Dans le même temps, il existe indéniablement une offensive de l’opposition à travers le mouvement social légitime du moment. Les forces de droite nicaraguayenne, défaites dans les urnes, essaient d’utiliser le mécontentement provoqué par la décision du gouvernement pour le transformer en sa faveur et le diriger vers un objectif politique consistant à éliminer ce gouvernement. En retour, cette dynamique, qui n’échappe pas au gouvernement, nourrit les logiques d’affrontement et de radicalisation.
De ce point de vue, il y a effectivement des similarités avec le Venezuela (période des « guarimbas » de 2014 et 2017).
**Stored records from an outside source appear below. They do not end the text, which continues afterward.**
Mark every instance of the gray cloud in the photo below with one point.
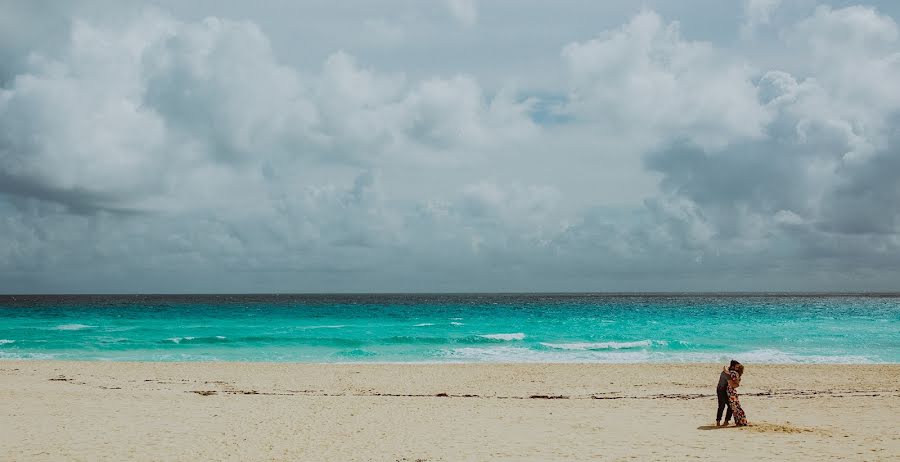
(145, 151)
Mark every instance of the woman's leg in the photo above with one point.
(740, 419)
(722, 395)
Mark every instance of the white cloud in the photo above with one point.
(645, 77)
(465, 11)
(177, 149)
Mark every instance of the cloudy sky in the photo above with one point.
(460, 145)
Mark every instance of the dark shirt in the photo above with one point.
(723, 380)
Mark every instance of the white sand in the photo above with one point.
(251, 411)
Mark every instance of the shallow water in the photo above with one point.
(454, 328)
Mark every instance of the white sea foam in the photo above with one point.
(599, 345)
(506, 337)
(509, 354)
(73, 327)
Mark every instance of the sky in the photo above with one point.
(449, 146)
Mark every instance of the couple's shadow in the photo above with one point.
(713, 427)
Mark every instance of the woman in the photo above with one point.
(734, 381)
(722, 393)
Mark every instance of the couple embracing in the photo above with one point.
(729, 380)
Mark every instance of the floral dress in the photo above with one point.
(740, 419)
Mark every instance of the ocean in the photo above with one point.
(602, 328)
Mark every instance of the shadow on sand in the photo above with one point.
(713, 427)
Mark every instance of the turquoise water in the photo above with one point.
(454, 328)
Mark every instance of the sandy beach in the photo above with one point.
(259, 411)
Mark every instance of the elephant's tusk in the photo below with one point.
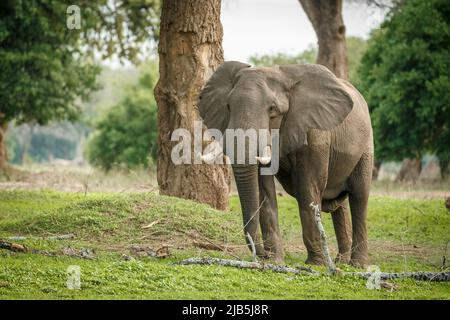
(266, 156)
(211, 156)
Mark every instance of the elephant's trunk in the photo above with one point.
(246, 177)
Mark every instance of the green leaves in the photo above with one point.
(404, 78)
(126, 134)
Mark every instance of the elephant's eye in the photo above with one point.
(273, 110)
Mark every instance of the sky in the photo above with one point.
(271, 26)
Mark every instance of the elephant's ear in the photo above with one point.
(212, 103)
(317, 100)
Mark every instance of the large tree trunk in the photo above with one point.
(190, 49)
(3, 155)
(327, 21)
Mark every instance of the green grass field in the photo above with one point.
(404, 235)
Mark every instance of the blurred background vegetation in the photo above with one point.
(70, 107)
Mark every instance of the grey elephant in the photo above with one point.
(325, 153)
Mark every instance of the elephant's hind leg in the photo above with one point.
(343, 230)
(268, 218)
(359, 185)
(338, 208)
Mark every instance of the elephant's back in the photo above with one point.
(354, 135)
(348, 142)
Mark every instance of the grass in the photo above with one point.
(405, 234)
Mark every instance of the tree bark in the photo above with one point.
(327, 21)
(3, 154)
(190, 49)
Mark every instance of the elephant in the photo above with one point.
(325, 152)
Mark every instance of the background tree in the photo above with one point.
(190, 49)
(326, 19)
(355, 50)
(48, 68)
(126, 134)
(404, 76)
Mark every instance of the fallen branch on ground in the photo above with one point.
(56, 237)
(419, 275)
(71, 252)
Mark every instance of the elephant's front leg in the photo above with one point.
(311, 178)
(268, 218)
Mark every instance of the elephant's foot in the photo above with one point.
(342, 258)
(315, 259)
(359, 260)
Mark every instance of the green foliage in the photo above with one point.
(356, 47)
(47, 67)
(126, 134)
(355, 50)
(111, 223)
(404, 76)
(41, 77)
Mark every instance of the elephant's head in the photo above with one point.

Ces stratégies de la tension et de l’insurrection sont développées par les oppositions de droite pour tenter de faire tomber les gouvernements en place, avec l’appui de relais internationaux de poids. Par exemple, Washington est désormais très impliqué dans le dossier nicaraguayen. Le Congrès américain a récemment adopté un « Nica Act » exigeant que toute forme de coopération financière internationale avec ce pays soit conditionnée à l’organisation d’élections et à la lutte contre la corruption. En 2017, Washington a drastiquement réduit son aide économique au pays et suspendu le Temporary Protected Status for Nicaraguan Immigrants (TPS), qui garantissait aux ressortissants nicaraguayens sans papiers vivants aux États-Unis de ne pas être renvoyés.
Le Nicaragua subit-il toujours l’influence de pays étrangers, en particulier des États-Unis ?
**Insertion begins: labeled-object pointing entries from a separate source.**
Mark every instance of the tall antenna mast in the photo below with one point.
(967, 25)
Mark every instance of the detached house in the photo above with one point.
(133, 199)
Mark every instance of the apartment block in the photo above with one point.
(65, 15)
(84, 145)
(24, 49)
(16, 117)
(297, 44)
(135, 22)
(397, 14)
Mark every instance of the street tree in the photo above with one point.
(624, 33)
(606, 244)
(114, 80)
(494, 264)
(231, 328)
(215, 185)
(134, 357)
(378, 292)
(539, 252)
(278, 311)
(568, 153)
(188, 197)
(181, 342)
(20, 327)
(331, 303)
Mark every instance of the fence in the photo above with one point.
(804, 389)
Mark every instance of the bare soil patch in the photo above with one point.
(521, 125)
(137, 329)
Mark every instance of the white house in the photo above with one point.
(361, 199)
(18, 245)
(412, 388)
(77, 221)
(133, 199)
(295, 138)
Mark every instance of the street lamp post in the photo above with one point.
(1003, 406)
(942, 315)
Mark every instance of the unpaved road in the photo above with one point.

L’influence des États-Unis est incontournable au Nicaragua, notamment pour des raisons historiques liées aux années 1980, mais également pour d’autres raisons. Une des ambiguïtés du gouvernement d’Ortega est que les États-Unis sont le premier partenariat commercial de son pays. En effet, 50% des échanges du Nicaragua s’effectuent avec la puissance nord-américaine, par le vecteur d’un accord de libre-échange, critiqué par une partie de l’opposition de la gauche nicaraguayenne. Cette dernière dénonce les politiques économiques générales du gouvernement, qu’elle associe au néolibéralisme extractiviste.
L’influence américaine est réelle d’un point de vue commercial et capitalistique, et les intérêts de Washington se transforment en une forme de droit d’ingérence dans la vie politique locale.
Washington a une autre préoccupation : que le Nicaragua ne tombe pas sous l’influence de Pékin qui a le projet de construire un couloir interocéanique (Pacifique/Atlantique) dans la pays, inconcevable pour les États-Unis. L’enjeu géopolitique et économique est au cœur de ce projet. Ce couloir permettrait de concurrencer le canal de Panama afin de capter une part du transit commercial mondial. Même si ce projet n’a pas vu le début de son commencement depuis qu’il a été annoncé en 2013 et que beaucoup se demande s’il se concrétisera, Washington veille.
Outre les États-Unis, le Venezuela a exercé une forte influence au Nicaragua ces dernières années, afin de soutenir l’autonomisation relative du pays vis-à-vis de la puissance nord-américaine et d’élargir sa diplomatie régionale. Pour cela, Caracas a financé à hauteur de 500 millions de dollars par an la coopération vers le Nicaragua dans le cadre de l’Alliance bolivarienne pour les peuples de notre Amérique (Alba). La crise vénézuélienne d’aujourd’hui fait que Managua perd un partenaire déterminant sur le plan économique. Cela oblige le pays à trouver des alternatives, notamment avec la Chine, et à ne pas complètement se couper des États-Unis et des institutions internationales.
Ainsi, le pays est écartelé entre toutes ces difficultés, et doit manœuvrer avec ces différentes influences afin de construire son futur.